Species of gastropod

Xanthodaphne sedillina is a species of sea snail, a marine gastropod mollusk in the family Raphitomidae.

==Description==
The length of the shell attains 8 mm, its diameter 4 mm.

(Original description) The small, translucent white shell is very thin and fusiform. The protoconch is eroded, with four subsequent whorls. The suture is distinct, whorl in front of it shows a narrow, thickened margin. The whorls are slightly angulated at the shoulder, the angle obsolete on the body whorl. The axial sculpture, in addition to lines of growth of (on the penultimate whorl consists of about twenty-six) fine, sharp, narrow lamellose riblets following the lines of growth, beading the presutural band, angulated at the shoulder and obsolete on the base, with wider, excavated interspaces. These are crossed by very numerous, fine, close-set, spiral threads, slightly coarser on the siphonal canal and minutely feebly reticulated by the incremental lines.
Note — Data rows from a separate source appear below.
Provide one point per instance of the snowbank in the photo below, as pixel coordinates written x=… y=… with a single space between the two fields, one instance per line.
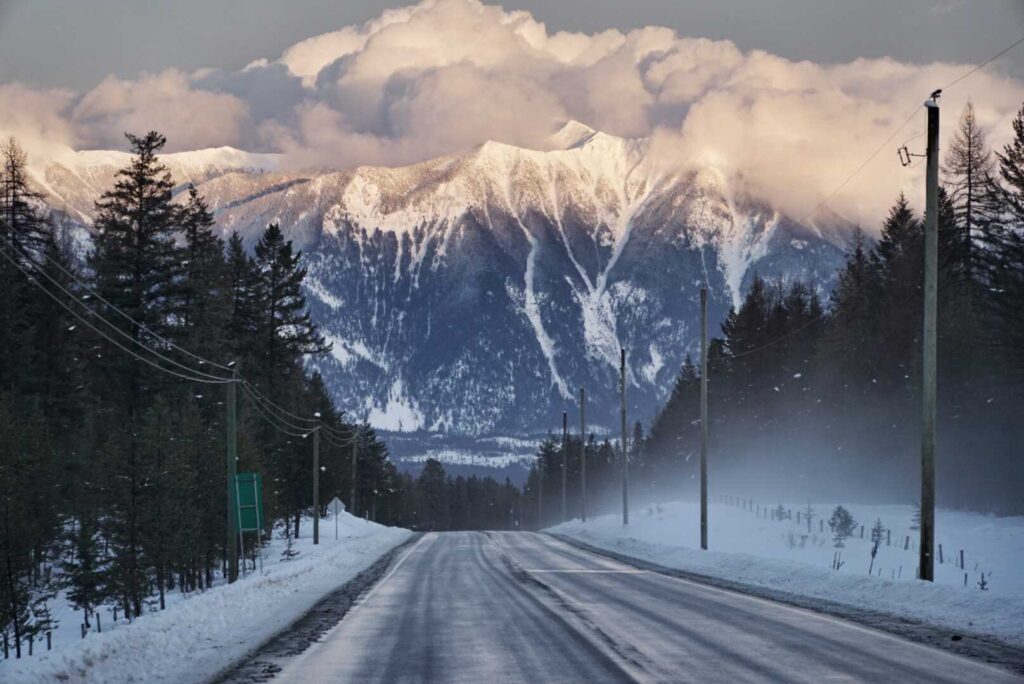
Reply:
x=780 y=555
x=199 y=636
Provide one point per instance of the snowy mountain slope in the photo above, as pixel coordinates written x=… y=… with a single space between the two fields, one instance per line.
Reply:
x=476 y=292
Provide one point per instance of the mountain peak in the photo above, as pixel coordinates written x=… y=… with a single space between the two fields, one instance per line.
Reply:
x=572 y=134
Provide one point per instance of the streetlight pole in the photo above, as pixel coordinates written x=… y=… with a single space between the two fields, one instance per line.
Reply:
x=316 y=479
x=232 y=455
x=928 y=373
x=704 y=418
x=565 y=443
x=583 y=454
x=626 y=457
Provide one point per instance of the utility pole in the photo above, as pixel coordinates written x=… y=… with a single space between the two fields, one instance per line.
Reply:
x=232 y=443
x=928 y=372
x=316 y=479
x=583 y=455
x=626 y=457
x=355 y=467
x=704 y=418
x=565 y=442
x=540 y=493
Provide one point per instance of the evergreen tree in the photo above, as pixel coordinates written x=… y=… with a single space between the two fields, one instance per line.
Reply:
x=842 y=525
x=969 y=175
x=285 y=327
x=1005 y=258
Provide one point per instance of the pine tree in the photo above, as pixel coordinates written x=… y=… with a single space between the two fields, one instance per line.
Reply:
x=285 y=326
x=842 y=524
x=205 y=288
x=969 y=175
x=24 y=227
x=24 y=230
x=1005 y=258
x=136 y=267
x=244 y=287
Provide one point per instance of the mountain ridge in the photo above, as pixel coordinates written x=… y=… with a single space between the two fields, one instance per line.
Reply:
x=475 y=293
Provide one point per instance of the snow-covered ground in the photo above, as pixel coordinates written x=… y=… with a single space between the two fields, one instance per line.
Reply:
x=202 y=633
x=781 y=555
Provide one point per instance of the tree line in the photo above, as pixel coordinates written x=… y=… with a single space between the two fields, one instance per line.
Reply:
x=117 y=344
x=820 y=398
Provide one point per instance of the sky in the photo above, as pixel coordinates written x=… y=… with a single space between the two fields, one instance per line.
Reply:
x=783 y=97
x=71 y=43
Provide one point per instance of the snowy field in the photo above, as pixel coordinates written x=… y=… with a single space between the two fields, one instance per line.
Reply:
x=781 y=555
x=202 y=633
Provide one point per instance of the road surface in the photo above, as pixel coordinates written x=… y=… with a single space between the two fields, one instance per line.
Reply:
x=502 y=607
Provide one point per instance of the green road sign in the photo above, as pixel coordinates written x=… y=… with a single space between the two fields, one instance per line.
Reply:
x=249 y=495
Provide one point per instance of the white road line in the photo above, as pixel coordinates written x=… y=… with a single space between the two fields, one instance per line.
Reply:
x=585 y=571
x=806 y=612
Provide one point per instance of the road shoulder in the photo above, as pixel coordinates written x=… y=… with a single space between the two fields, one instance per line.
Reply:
x=976 y=647
x=264 y=661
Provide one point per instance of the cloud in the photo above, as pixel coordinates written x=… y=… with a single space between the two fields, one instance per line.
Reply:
x=443 y=75
x=190 y=118
x=37 y=118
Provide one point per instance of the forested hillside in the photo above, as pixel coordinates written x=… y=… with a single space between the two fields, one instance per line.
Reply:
x=116 y=361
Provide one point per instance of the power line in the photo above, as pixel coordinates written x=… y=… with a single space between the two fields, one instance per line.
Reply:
x=285 y=415
x=285 y=421
x=33 y=278
x=818 y=317
x=269 y=420
x=124 y=314
x=107 y=337
x=861 y=167
x=252 y=393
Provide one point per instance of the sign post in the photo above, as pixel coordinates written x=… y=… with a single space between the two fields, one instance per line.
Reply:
x=336 y=508
x=249 y=497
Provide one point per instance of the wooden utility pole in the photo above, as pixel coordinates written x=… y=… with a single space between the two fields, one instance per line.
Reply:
x=355 y=468
x=626 y=454
x=316 y=479
x=540 y=492
x=565 y=445
x=232 y=443
x=704 y=418
x=583 y=455
x=928 y=372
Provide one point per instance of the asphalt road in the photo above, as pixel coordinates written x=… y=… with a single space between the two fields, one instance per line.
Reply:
x=502 y=607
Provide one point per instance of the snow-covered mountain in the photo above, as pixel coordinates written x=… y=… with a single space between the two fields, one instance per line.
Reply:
x=477 y=292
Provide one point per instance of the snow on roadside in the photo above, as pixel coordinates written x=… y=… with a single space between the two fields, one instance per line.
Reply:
x=195 y=639
x=773 y=555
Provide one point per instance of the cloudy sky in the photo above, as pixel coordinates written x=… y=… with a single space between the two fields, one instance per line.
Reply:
x=788 y=96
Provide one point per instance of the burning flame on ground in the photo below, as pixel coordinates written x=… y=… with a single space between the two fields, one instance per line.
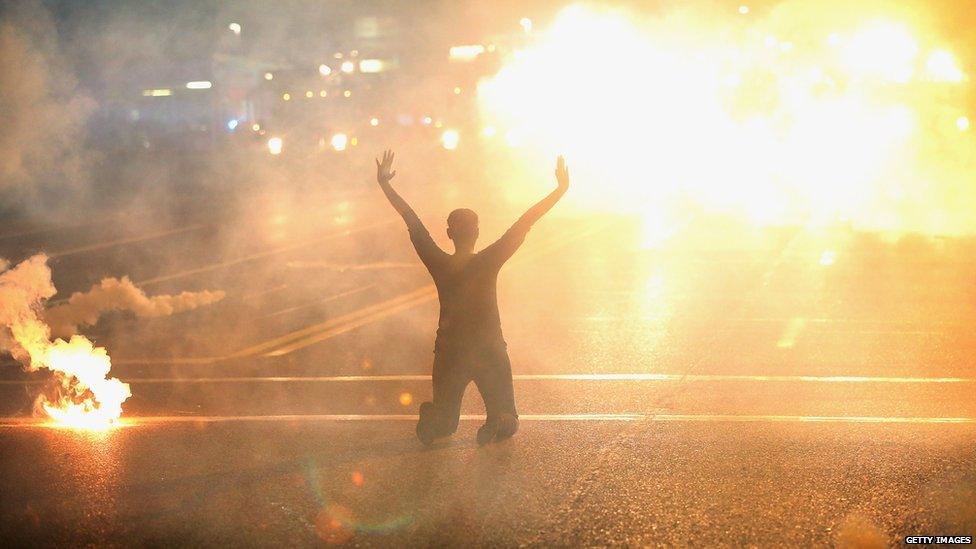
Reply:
x=89 y=399
x=86 y=397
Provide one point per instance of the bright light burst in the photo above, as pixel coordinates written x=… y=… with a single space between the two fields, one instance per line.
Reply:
x=847 y=122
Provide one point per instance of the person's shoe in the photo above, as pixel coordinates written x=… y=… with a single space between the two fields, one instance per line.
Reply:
x=487 y=432
x=507 y=425
x=425 y=424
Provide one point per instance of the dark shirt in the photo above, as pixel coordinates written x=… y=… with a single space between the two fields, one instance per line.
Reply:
x=466 y=285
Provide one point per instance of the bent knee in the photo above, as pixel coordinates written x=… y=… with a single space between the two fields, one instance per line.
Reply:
x=507 y=425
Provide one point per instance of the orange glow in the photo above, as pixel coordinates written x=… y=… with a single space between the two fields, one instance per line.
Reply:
x=839 y=119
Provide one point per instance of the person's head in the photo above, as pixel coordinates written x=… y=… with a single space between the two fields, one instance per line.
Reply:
x=462 y=228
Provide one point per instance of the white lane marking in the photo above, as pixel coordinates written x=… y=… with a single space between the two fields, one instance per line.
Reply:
x=12 y=422
x=551 y=377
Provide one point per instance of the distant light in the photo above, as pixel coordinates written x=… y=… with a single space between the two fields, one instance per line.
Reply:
x=513 y=139
x=450 y=139
x=465 y=53
x=274 y=145
x=372 y=65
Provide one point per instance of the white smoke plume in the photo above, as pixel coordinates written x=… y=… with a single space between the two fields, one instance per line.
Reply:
x=87 y=397
x=44 y=111
x=113 y=294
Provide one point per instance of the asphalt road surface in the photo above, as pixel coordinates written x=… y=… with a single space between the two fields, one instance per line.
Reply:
x=723 y=386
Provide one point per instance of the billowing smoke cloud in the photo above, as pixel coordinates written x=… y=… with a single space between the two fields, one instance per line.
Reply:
x=113 y=294
x=44 y=111
x=23 y=290
x=86 y=396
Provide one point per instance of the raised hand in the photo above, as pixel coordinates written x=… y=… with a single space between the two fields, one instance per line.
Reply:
x=384 y=169
x=562 y=173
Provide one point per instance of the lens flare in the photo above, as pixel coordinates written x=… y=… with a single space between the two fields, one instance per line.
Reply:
x=842 y=118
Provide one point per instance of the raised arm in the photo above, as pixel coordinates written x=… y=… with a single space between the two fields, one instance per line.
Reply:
x=426 y=248
x=541 y=207
x=504 y=247
x=384 y=173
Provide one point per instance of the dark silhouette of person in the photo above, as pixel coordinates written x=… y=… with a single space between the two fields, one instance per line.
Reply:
x=469 y=345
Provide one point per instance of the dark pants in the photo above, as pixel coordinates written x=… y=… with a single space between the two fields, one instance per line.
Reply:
x=456 y=365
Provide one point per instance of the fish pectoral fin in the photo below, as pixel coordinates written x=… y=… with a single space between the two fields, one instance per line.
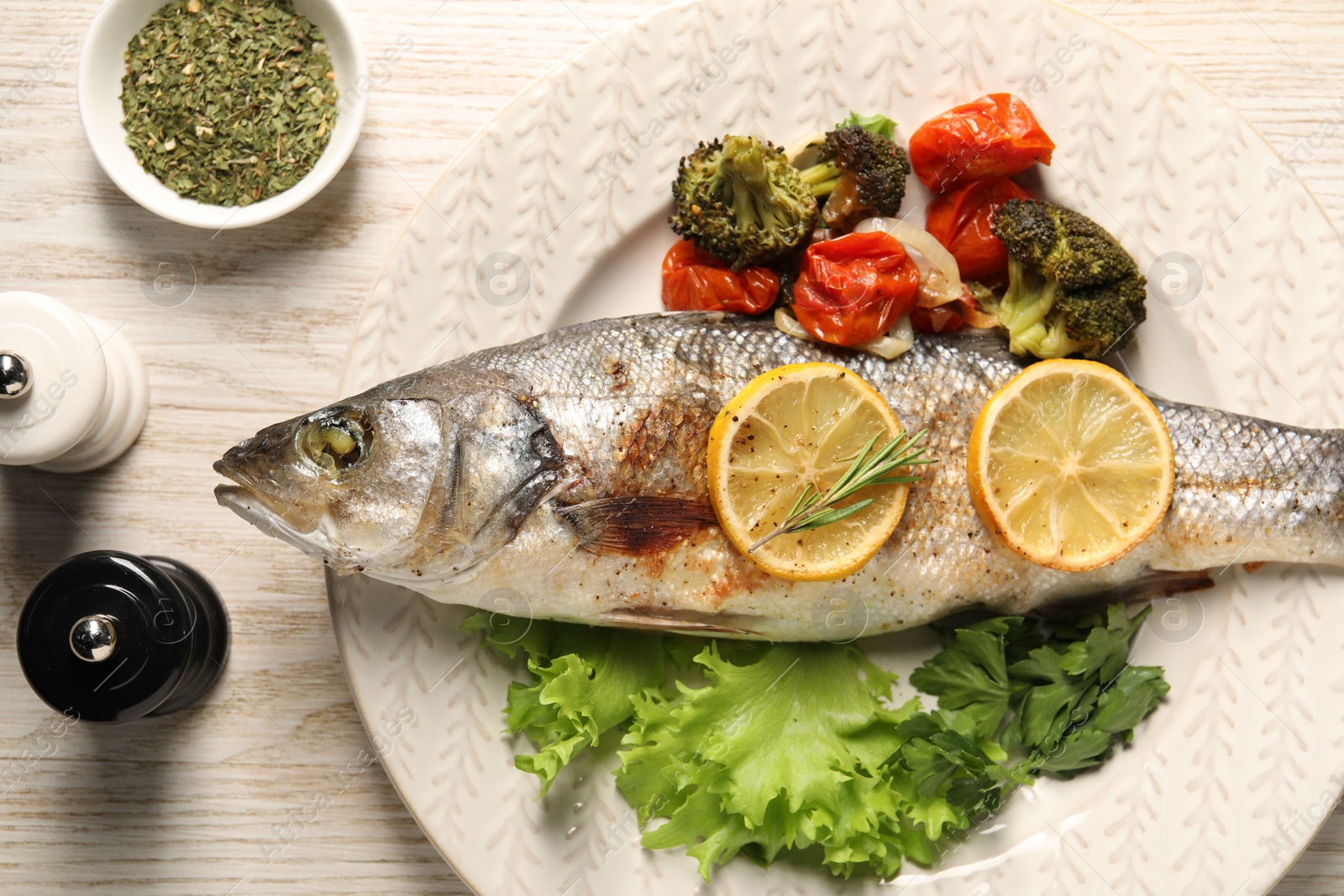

The body and the columella are polished. The sculpture is erased. The outer lip is thin, simple, with a wide sulcus occupying the space between the suture and the shoulder, in front of which it is arcuately protractive. The columella is straight, simple and obliquely truncate in front. The siphonal canal is short, wide and not recurved. The operculum is absent.

There is also a variety with stronger sculpture, shorter and stouter shell, and a distinctly recurved canal.

==Distribution==
This marine species occurs in the Gulf of Panama.